The standing committee on finance today approved the amendment of the Bill to delink General Insurance Corporation (GIC) from its subsidiaries and covert it into a national reinsurer.

The committee, however, criticised the Centre for opening up insurance sector to private players before amending General Insurance Business Nationalisation Act (Gibna) of 1972.

"To prevent flight of capital from India in the form of reinsurance premium and to ensure the development of our own strengths and resources to retain the risks within the country itself, GIC has been made to operate only in reinsurance arena under section 101(a)(8)(ii) of the Insurance Act, 1938," it said in a report to Parliament.

"Moreover, this measure is also in tune with provisions in Irda Act of 1999," the committee, headed by N Janardhana Reddy, said while agreeing to the amendment of Gibna without any modification.

However, the committee was critical on the government's haste in opening up the sector without considering the fate of GIC arms -- New India Assurance, National Insurance, Oriental Insurance and United India Insurance -- after getting delinked from the parent.

"The government should have anticipated the need to amend Gibna well in advance before licences were given to private companies," it said.

In their note of dissent, committee members Rupchand Pal and Prabodh Panda said: "Mergers of all the four general insurance companies is all the more required to increase their financial strength, reduce administrative costs prevent them from competing with each other".

The committee also okayed the Insurance (Amendment) Bill 2001, which paves the entry of brokers and cooperatives in the sector and permitting payment of premium through credit cards and the Internet.

The committee accepted the amendments without any modification, but asked the government to provide necessary safeguards to existing insurance agents.

"Though the existing network of insurance agents have expanded the insurance business extensively in terms of volume and geographic spread within the country, yet there remains vast potential still to be tapped," it said in a report tabled in Parliament today.

The Bill contains provisions relating to the payment of commission and fee for insurance intermediaries, allowing flexibility in the eligibility of corporate agents.

"To accelerate growth and development of insurance sector in an even manner and benefit insuring public with wide range of products at competitive premium and speedy settlements, the institution of insurance intermediary should be introduced with specific safeguards and checks for a period of two years," it said.

The bill also contains the provisions for allowing a more flexible mode of payment or premium through the credit cards, smart cards and Internet. The amendment also envisages the distribution of surplus of life insurance business to the policyholders.
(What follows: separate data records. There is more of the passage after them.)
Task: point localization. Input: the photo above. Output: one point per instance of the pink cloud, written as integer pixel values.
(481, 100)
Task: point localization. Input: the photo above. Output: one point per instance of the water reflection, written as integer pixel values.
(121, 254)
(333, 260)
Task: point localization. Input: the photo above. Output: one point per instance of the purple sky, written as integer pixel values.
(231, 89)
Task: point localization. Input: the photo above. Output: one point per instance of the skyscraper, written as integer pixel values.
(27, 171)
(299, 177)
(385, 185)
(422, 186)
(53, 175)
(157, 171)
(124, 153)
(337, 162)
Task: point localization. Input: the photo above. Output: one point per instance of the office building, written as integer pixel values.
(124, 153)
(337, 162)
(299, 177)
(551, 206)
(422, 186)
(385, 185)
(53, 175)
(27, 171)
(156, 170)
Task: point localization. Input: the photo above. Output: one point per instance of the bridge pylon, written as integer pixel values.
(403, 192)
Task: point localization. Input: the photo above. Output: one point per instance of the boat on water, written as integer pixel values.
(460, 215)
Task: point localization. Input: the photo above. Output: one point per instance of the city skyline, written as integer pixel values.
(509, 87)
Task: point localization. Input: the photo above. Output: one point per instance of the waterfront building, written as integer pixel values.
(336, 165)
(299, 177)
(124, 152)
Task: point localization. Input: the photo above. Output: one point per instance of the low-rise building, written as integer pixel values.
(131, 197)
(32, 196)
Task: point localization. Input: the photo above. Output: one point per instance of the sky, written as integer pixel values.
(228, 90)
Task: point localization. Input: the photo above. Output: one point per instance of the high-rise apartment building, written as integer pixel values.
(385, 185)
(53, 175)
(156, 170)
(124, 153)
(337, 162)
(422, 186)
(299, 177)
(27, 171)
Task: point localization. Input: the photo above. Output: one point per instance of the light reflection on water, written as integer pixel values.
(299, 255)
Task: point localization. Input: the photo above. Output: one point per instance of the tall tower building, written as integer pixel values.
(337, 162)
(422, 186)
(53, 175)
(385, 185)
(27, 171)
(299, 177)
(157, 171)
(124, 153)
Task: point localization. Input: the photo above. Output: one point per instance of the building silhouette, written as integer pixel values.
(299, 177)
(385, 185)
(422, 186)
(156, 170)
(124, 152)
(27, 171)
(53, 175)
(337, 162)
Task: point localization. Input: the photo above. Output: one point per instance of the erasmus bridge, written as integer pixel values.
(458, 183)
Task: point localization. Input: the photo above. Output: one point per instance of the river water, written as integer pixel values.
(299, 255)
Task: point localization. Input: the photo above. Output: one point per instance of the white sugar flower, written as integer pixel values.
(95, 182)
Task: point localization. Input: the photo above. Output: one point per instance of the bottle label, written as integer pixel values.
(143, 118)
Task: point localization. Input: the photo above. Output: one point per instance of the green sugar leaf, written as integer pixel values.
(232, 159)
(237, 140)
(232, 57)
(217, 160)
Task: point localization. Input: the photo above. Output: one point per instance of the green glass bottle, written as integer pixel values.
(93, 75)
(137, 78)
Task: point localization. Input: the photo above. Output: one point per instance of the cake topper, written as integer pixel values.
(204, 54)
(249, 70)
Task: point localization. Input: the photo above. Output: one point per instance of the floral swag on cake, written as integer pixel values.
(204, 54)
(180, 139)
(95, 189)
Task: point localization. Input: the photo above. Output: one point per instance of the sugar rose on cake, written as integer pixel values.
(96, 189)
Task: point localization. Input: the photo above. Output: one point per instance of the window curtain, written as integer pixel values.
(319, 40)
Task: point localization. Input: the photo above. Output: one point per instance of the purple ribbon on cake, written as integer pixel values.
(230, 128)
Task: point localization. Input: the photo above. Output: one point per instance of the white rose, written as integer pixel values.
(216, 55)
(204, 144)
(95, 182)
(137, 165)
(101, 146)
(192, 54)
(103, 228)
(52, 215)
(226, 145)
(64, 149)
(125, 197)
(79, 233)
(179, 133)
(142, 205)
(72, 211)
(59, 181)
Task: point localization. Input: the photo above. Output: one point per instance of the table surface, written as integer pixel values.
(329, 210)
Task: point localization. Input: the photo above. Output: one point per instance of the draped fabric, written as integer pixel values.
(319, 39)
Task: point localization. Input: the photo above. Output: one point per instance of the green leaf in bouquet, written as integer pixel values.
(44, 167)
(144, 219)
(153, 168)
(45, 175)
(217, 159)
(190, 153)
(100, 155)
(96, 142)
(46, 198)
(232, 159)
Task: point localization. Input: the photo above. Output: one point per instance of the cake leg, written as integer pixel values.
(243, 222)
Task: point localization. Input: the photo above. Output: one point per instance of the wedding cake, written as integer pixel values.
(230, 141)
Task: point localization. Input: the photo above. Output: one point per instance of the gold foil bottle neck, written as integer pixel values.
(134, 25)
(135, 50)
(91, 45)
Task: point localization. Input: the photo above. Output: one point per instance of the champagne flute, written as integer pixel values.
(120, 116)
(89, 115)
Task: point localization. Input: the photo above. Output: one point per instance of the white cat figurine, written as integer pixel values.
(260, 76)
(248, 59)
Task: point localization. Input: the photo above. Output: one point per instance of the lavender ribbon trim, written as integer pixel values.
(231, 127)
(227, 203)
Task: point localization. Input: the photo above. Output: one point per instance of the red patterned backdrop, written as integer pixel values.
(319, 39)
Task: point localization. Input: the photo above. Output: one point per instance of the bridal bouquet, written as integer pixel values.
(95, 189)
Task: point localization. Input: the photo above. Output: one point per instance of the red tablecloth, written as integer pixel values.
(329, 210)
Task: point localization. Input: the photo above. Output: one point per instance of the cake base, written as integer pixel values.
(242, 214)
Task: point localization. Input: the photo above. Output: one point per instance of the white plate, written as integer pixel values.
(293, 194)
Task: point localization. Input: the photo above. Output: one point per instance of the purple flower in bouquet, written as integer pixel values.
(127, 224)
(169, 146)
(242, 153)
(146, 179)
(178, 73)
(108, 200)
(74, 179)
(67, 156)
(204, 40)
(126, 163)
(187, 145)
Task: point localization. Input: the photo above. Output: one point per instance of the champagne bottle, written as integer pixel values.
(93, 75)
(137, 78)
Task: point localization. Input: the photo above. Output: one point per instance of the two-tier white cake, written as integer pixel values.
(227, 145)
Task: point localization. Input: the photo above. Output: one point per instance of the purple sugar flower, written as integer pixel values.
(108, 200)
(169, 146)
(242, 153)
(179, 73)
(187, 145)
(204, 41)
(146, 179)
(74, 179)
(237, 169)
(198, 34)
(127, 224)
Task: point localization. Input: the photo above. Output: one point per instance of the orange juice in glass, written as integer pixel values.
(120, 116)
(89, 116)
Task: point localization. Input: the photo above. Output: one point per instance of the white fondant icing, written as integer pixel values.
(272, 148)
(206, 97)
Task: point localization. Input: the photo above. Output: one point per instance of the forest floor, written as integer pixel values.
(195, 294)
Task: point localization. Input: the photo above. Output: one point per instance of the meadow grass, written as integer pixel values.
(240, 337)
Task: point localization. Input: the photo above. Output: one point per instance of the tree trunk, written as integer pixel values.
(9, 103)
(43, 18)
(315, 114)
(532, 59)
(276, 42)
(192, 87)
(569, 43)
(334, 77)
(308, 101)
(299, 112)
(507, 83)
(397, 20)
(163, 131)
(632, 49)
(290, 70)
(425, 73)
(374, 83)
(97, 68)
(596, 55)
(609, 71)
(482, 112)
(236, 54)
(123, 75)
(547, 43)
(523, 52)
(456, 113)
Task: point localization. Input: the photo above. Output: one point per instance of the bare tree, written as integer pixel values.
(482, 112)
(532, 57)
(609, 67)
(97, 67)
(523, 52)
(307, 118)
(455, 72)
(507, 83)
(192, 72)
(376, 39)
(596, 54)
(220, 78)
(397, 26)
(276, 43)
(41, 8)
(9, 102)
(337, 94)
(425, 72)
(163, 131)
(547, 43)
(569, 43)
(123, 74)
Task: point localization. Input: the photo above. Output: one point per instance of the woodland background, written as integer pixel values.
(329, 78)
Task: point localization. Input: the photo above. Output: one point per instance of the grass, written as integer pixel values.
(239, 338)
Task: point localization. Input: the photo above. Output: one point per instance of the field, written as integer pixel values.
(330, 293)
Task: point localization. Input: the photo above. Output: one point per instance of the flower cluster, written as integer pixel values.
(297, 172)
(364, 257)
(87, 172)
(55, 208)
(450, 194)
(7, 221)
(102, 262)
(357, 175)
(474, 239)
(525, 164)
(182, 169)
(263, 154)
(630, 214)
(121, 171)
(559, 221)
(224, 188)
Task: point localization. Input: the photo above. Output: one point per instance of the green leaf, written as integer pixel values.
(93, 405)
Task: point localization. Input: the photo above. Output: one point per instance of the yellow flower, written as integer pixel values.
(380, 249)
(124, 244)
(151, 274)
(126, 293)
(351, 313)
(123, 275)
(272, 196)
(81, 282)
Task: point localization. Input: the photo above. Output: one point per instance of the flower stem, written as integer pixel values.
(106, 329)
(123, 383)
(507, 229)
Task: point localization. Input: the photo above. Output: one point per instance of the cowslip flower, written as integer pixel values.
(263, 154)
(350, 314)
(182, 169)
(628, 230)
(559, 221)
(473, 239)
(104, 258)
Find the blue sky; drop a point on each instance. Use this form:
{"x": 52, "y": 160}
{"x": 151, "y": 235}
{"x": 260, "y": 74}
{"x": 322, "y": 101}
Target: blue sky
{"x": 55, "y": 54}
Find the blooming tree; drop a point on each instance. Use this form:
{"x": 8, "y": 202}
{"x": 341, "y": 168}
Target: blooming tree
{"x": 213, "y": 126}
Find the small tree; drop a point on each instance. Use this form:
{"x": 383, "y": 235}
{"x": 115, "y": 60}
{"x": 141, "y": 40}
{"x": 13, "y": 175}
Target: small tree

Reinsurance brokers who were keen to enter into direct broking business, are now having second thoughts as a result of the revised commission rates for agents that was issued on Thursday by the Insurance Regulatory and Development Authority (Irda). "With the rates reduced so drastically, even if we were to be given a few percentage more, it would not take care of our expenses," said a leading reinsurance broking firm. The broking community had anticipated a commission rate of 17.5 per cent when the Irda had announced last year that it would allow insurance companies to give up to 15 per cent commission to agents.